Parece ser que una oleada de fiebre
adaptativa recorre la cartelera del teatro madrileño. En pocas semanas, he
podido asistir a una ópera –y ya se anunciaba otra con idénticos mimbres que
fue notablemente abucheada- y a una obra de teatro que, además de presentar
montajes que podría calificar de “osados”, muestran un auténtico afán por
“modernizar” la puesta en escena de las obras.

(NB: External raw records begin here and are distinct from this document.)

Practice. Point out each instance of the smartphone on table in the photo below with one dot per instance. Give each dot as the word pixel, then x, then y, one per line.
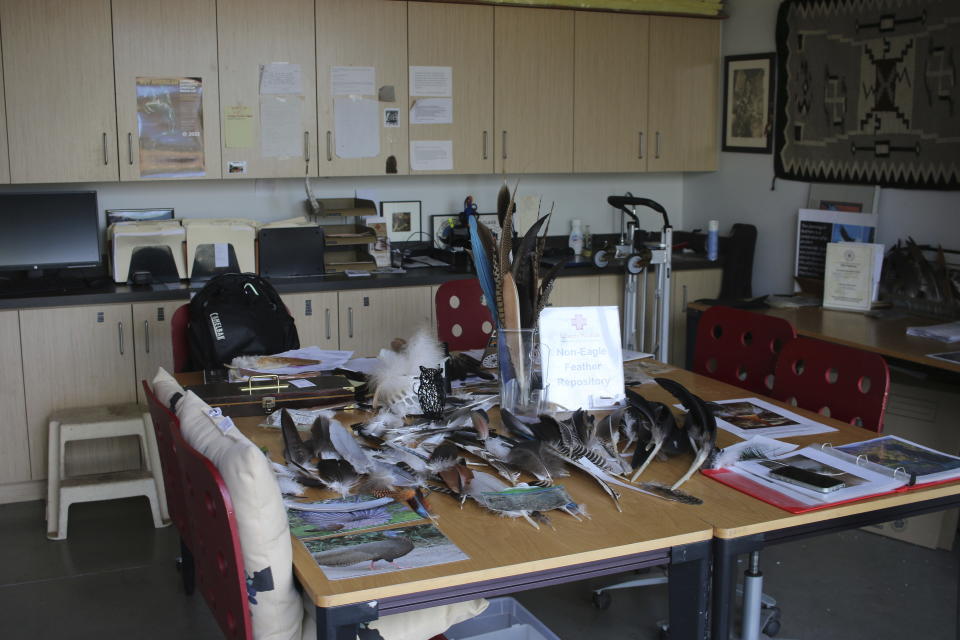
pixel 807 479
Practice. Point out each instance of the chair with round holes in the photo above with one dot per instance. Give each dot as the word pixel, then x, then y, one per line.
pixel 463 318
pixel 841 382
pixel 740 347
pixel 216 543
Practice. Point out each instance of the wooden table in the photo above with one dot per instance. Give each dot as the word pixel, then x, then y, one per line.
pixel 743 524
pixel 508 555
pixel 885 334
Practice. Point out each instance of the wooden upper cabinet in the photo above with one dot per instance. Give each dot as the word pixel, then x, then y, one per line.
pixel 684 79
pixel 58 75
pixel 533 108
pixel 161 42
pixel 364 35
pixel 436 39
pixel 268 132
pixel 610 105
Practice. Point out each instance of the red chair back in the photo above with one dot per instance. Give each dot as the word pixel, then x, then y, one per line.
pixel 216 543
pixel 740 347
pixel 165 422
pixel 178 337
pixel 463 320
pixel 845 383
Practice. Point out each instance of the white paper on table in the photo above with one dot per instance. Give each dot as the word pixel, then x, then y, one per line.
pixel 431 81
pixel 221 255
pixel 431 155
pixel 280 78
pixel 581 357
pixel 281 134
pixel 432 111
pixel 353 81
pixel 356 127
pixel 756 417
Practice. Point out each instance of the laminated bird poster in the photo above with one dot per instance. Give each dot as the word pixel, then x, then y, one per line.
pixel 367 554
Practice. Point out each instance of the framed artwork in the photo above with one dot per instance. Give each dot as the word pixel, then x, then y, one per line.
pixel 748 90
pixel 403 220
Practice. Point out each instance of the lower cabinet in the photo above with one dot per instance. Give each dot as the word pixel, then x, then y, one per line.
pixel 75 357
pixel 15 451
pixel 316 317
pixel 371 318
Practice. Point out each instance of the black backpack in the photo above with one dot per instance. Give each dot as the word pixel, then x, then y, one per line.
pixel 237 314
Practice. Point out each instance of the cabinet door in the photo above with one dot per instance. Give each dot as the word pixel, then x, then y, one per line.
pixel 371 318
pixel 533 85
pixel 436 39
pixel 688 286
pixel 316 318
pixel 58 75
pixel 78 357
pixel 610 104
pixel 251 34
pixel 368 34
pixel 160 43
pixel 684 78
pixel 152 340
pixel 15 452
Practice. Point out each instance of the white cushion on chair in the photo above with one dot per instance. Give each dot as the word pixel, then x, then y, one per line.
pixel 409 625
pixel 165 387
pixel 261 517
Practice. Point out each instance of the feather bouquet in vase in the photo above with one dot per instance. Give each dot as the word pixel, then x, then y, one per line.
pixel 508 267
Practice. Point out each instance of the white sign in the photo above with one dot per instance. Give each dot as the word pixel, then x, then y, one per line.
pixel 581 357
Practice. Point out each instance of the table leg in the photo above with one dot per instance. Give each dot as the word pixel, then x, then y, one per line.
pixel 725 552
pixel 343 623
pixel 688 587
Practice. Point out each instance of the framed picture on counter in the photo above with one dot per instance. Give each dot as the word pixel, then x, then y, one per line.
pixel 748 89
pixel 403 220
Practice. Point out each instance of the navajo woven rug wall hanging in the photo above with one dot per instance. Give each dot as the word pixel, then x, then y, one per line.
pixel 869 92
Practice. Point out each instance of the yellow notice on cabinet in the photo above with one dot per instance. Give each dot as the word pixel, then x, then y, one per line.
pixel 238 127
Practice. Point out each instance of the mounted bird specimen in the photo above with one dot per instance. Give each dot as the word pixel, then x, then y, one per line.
pixel 700 426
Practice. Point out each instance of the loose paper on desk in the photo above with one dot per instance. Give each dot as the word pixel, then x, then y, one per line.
pixel 852 275
pixel 356 123
pixel 431 155
pixel 353 81
pixel 580 355
pixel 748 417
pixel 280 78
pixel 432 111
pixel 281 134
pixel 431 81
pixel 238 127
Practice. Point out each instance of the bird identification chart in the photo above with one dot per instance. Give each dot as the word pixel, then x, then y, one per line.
pixel 581 357
pixel 373 552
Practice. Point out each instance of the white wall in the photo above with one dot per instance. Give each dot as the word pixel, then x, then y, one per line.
pixel 575 196
pixel 740 190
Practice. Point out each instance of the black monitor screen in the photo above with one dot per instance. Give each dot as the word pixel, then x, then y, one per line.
pixel 55 229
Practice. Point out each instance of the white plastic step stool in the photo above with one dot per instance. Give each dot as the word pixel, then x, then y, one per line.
pixel 101 422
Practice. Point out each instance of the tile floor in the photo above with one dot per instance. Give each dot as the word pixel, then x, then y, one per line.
pixel 114 577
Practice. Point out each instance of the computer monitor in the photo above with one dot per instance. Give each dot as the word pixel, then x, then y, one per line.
pixel 50 230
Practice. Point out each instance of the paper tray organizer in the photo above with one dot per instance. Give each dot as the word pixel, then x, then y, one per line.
pixel 220 245
pixel 153 246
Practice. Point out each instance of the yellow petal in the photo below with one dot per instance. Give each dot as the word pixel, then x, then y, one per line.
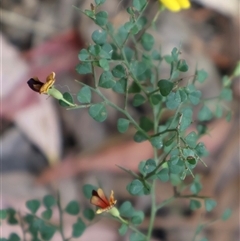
pixel 172 5
pixel 184 4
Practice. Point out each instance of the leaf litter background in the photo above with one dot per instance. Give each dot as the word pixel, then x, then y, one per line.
pixel 38 37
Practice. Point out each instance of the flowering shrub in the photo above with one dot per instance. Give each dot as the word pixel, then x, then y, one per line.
pixel 134 74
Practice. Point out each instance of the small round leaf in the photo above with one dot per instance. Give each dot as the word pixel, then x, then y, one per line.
pixel 98 112
pixel 72 208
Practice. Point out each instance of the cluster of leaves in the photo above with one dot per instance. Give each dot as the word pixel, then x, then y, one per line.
pixel 133 73
pixel 40 226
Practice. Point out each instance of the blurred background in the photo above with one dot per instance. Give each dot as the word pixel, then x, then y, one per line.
pixel 43 145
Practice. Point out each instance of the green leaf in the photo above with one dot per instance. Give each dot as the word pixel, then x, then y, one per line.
pixel 98 112
pixel 126 209
pixel 194 204
pixel 145 123
pixel 99 2
pixel 46 214
pixel 165 87
pixel 201 149
pixel 170 140
pixel 139 137
pixel 72 208
pixel 201 75
pixel 186 118
pixel 138 100
pixel 135 187
pixel 134 88
pixel 138 68
pixel 182 65
pixel 156 55
pixel 101 18
pixel 67 96
pixel 137 237
pixel 14 237
pixel 84 95
pixel 191 139
pixel 33 205
pixel 94 50
pixel 87 190
pixel 168 58
pixel 78 228
pixel 173 100
pixel 123 229
pixel 219 111
pixel 175 53
pixel 226 94
pixel 3 214
pixel 120 86
pixel 84 68
pixel 83 55
pixel 150 165
pixel 89 214
pixel 128 52
pixel 106 51
pixel 104 64
pixel 137 218
pixel 175 179
pixel 210 204
pixel 106 80
pixel 195 96
pixel 163 175
pixel 155 99
pixel 121 35
pixel 139 4
pixel 99 36
pixel 49 201
pixel 11 216
pixel 46 231
pixel 176 168
pixel 156 142
pixel 147 41
pixel 118 71
pixel 195 187
pixel 122 125
pixel 226 214
pixel 3 239
pixel 183 94
pixel 236 71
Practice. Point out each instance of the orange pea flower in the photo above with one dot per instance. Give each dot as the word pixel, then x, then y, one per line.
pixel 99 199
pixel 36 85
pixel 176 5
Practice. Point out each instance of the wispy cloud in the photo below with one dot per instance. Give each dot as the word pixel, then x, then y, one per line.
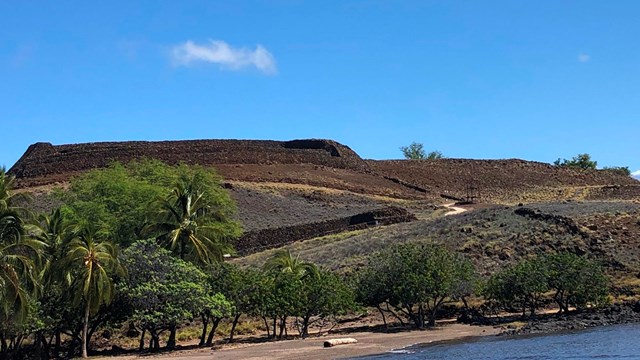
pixel 223 54
pixel 584 57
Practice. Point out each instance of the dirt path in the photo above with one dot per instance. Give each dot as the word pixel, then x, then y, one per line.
pixel 369 343
pixel 455 210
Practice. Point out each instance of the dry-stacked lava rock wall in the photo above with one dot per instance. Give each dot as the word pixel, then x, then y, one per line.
pixel 499 180
pixel 258 240
pixel 45 163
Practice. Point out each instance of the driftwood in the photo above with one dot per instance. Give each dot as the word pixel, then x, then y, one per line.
pixel 335 342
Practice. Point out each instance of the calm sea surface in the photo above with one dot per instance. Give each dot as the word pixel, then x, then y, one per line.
pixel 612 342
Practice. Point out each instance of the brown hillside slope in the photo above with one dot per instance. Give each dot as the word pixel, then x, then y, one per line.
pixel 509 181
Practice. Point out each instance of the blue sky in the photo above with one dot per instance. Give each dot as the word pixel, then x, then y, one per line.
pixel 536 80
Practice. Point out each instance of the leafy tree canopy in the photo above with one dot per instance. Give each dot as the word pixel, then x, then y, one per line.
pixel 619 170
pixel 416 151
pixel 581 161
pixel 126 199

Parece lógico –y en ocasiones será hasta obligado– que se alteren,
cambien o supriman líneas de texto, párrafos o escenas, en beneficio de un
espectador quizás no tan ducho en el teatro clásico, porque le resulten
morosas, farragosas o porque, simplemente, sean prescindibles. Ésta práctica, vista
desde la buena intención como espectador, puede
tener cierto sentido cuando sea para ayudar o favorecer al espectáculo por
demasiado dificultoso. Ahora bien, el estupor aparece cuando se modernizan y
actualizan algunos aspectos, pero respetándose otros, o cuando se añaden
“solapas” o pastiches –recuerdo aquí el desgraciado cierre con villancico de la,
hasta el momento, una extraordinaria puesta en escena de Larga cena de navidad de Thornthon Wilder, o el desatino del Retablo de la avaricia, la lujuria y la
muerte con un Valle-Inclán a ratos motero de los Ángeles del Infierno y a
ratos sumido en el despiadado karaoke más casposo-.
Es el caso de la desconcertante escenografía del Cosí fan tutte, botellas de Jack Daniel´s incluídas, en el
arriesgado montaje del reputado Haneke, y de El lindo don Diego, funciones que cohabitaban en el escenario
madrileño hasta hace bien poco. En ambas, pero centrándonos en la obra de
Moreto, hay una clara voluntad de modernizar para aproximar el texto, o en
realidad de lo que se trata es de validar la historia al momento de hoy, al
público actual. La pregunta es si la obra necesita de esa maniobra. Esa voluntad
es caprichosa y, si bien acierta en algunos casos, con algunas brillantes
puestas en escena (como en el caso del juego de los espejos), ciertos elementos
no actualizados dejan una sensación como de desidia. Que unos personajes vistan
de traje y corbata con cierto corte de principios de siglo XX, y otros lleven
capa y espada, que unos aparezcan con calzas y jubón mientras otros se pasen la
representación embutidos en trajes de noche, aunado todo ello a la intención de
mantener largos pasajes del texto enmarañado (original y divertido, desde
luego), crean una sensación de anacronismo e insatisfacción en el espectador,
que asiste a una especie de ceremonia de la confusión, a pesar del buen hacer
de casi la totalidad de los actores.
Vestir de época a unos actores y a otros no, mantener ciertos
soliloquios junto a ciertas “morcillas” de actualidad en el diálogo, todo ello
escenificado a veces con demasiado gusto por los pasillos, las salidas y entradas
laterales y por un acusado espíritu vocinglero, son situaciones contradictorias
que no realzan los aspectos positivos de la obra, que son muchos, sino que los
sume, a todos, en una grisácea mediocridad.